Let’s go back to recent history. On February 23, 2019, the 26 battalion of the Nigerian Army stationed in Abonnema, Akuku-Toru Local Government Area of Rivers turned their guns against the very citizens they were meant to protect. An army Lieutenant died during a dispute on that day. The army changed into a war formation and rained bullets on the town. When the carnival of gunfire was over, 37 persons had been killed, most of their bodies found floating on the River.
Then Sagir Musa, the acting director of communications of the army, released a statement blaming the victims of their assault for their deaths. But there was more. While the hostilities lasted, some of the survivors were taken to a local hospital, but soldiers raided the hospital and arrested medical personnel and the injured leading to more deaths. Those who partook in that avoidable incident are still wearing their uniforms and receiving salaries. Nigeria is a country without consequences.
I am terrified. The entity called Nigeria is gone, and we are possibly on the last lap. But when will the police declare the Army, a terrorist organization like it did the protesting Shiites? When will the force label the Army a treasonable felon like it did some protesters?

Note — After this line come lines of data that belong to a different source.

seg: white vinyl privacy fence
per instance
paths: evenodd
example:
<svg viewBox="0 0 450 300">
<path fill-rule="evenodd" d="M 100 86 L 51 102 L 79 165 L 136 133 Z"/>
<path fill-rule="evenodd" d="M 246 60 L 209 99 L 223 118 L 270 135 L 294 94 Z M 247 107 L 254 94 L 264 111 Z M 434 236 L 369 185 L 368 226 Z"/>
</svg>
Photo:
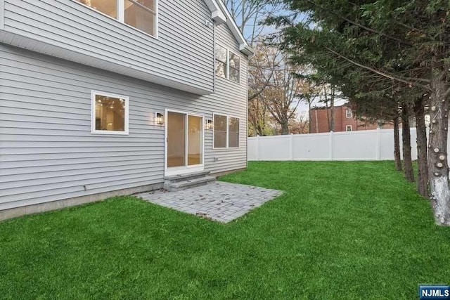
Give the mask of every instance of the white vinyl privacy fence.
<svg viewBox="0 0 450 300">
<path fill-rule="evenodd" d="M 415 128 L 411 135 L 416 159 Z M 248 151 L 248 160 L 393 160 L 394 129 L 252 137 Z"/>
</svg>

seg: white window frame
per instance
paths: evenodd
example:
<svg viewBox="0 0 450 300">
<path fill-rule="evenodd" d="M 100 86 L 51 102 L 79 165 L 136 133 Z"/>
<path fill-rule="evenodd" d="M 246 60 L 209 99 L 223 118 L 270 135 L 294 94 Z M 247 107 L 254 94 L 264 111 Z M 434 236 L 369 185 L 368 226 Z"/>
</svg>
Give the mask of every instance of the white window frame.
<svg viewBox="0 0 450 300">
<path fill-rule="evenodd" d="M 241 60 L 242 58 L 240 57 L 240 56 L 237 52 L 232 51 L 231 50 L 229 49 L 228 48 L 226 48 L 226 46 L 224 46 L 221 44 L 220 44 L 220 43 L 216 43 L 216 44 L 218 46 L 220 46 L 221 47 L 222 47 L 223 48 L 226 50 L 226 61 L 225 62 L 225 64 L 226 65 L 226 76 L 224 77 L 223 76 L 219 76 L 219 75 L 217 75 L 216 74 L 215 67 L 216 67 L 216 60 L 217 60 L 216 57 L 217 56 L 216 56 L 216 55 L 214 55 L 214 76 L 217 76 L 218 77 L 220 77 L 220 78 L 225 78 L 226 79 L 228 79 L 231 82 L 234 82 L 236 84 L 240 84 L 240 74 L 241 74 L 241 70 L 242 70 L 242 68 L 240 67 L 240 60 Z M 237 81 L 235 81 L 234 80 L 230 79 L 230 56 L 230 56 L 230 53 L 234 54 L 235 56 L 238 56 L 238 57 L 239 57 L 239 76 L 238 76 L 239 78 L 238 78 L 238 80 Z"/>
<path fill-rule="evenodd" d="M 151 35 L 150 34 L 149 34 L 148 32 L 146 32 L 145 31 L 141 30 L 139 28 L 136 28 L 134 26 L 131 26 L 130 25 L 128 25 L 127 23 L 125 23 L 125 0 L 117 0 L 117 18 L 115 18 L 111 17 L 110 15 L 108 15 L 104 13 L 102 13 L 100 11 L 97 11 L 96 9 L 89 6 L 86 4 L 84 4 L 79 1 L 78 1 L 77 0 L 72 0 L 74 2 L 77 3 L 79 5 L 82 5 L 84 7 L 87 7 L 88 8 L 98 13 L 101 13 L 108 18 L 109 18 L 110 19 L 112 20 L 115 20 L 117 22 L 119 22 L 124 25 L 126 25 L 127 27 L 129 27 L 129 28 L 133 28 L 133 30 L 137 30 L 139 32 L 141 32 L 144 34 L 148 35 L 148 37 L 150 37 L 153 39 L 158 39 L 158 33 L 159 33 L 159 0 L 155 0 L 155 35 Z"/>
<path fill-rule="evenodd" d="M 238 81 L 235 81 L 234 80 L 231 80 L 230 79 L 230 58 L 231 57 L 231 56 L 230 56 L 230 53 L 233 53 L 235 56 L 237 56 L 239 58 L 239 74 L 238 75 Z M 233 82 L 236 82 L 236 84 L 240 84 L 240 56 L 239 54 L 238 54 L 237 53 L 232 51 L 231 50 L 228 51 L 228 55 L 227 55 L 227 58 L 228 58 L 228 64 L 227 67 L 228 67 L 228 79 L 230 80 L 231 81 Z M 240 122 L 240 119 L 239 120 L 239 122 Z"/>
<path fill-rule="evenodd" d="M 225 147 L 219 147 L 219 148 L 216 148 L 214 147 L 214 124 L 216 123 L 215 122 L 215 116 L 218 115 L 218 116 L 221 116 L 221 117 L 226 117 L 226 146 Z M 238 139 L 238 146 L 237 147 L 230 147 L 229 145 L 229 133 L 230 132 L 230 118 L 235 118 L 235 119 L 238 119 L 239 120 L 239 138 Z M 241 130 L 240 130 L 240 118 L 238 117 L 235 117 L 235 116 L 231 116 L 229 115 L 226 115 L 226 114 L 219 114 L 219 113 L 213 113 L 212 114 L 212 149 L 214 150 L 220 150 L 220 149 L 239 149 L 240 148 L 240 134 L 241 134 Z"/>
<path fill-rule="evenodd" d="M 103 96 L 104 97 L 118 98 L 125 100 L 125 117 L 124 131 L 118 131 L 117 130 L 97 130 L 96 129 L 96 96 Z M 126 96 L 117 95 L 112 93 L 106 93 L 98 91 L 91 91 L 91 133 L 93 134 L 107 134 L 128 136 L 129 131 L 129 98 Z"/>
</svg>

While the Taraba incident provides a peep into the business of security in Nigeria and the lies crafted in press releases by security agencies, it also shows that Nigeria handed guns to mentally unstable people. The police stopped short of accusing the army of engaging in kidnapping in the area, yet it is most probable.
Few questions beg for answers: Why are officers of the IGP Response Team dressing like cultists during operations? Is it possible that the army would have engaged them if they were adequately dressed?
Due to the modus operandi of IRT in moving around in unmarked vehicles, how would they be easily identified by other sister services?
I will also join the police in asking salient questions to the Army: questions like:
· Where is the notorious kidnapper, Alhaji Hamisu Bala Wadume ‘rescued’ by the soldiers?
· How and why did the soldiers release alhaji Hamisu Bala Wadume?
· How could a kidnap suspect properly restrain with handcuffs by the Police escape from the hands of his military rescuers?
· If Alhaji Hamisu Bala Wadume is a ‘‘victim of kidnap’’ as claimed, and rescued adequately by soldiers, why was he not taken to the Army Base for documentation purposes and debriefing in line with the Standard Operating Procedure in the Nigerian Army?
· Why were the Police Operatives shot at close range even after they had identified themselves as Police Officers on legitimate duty as evident in the video now in circulation?”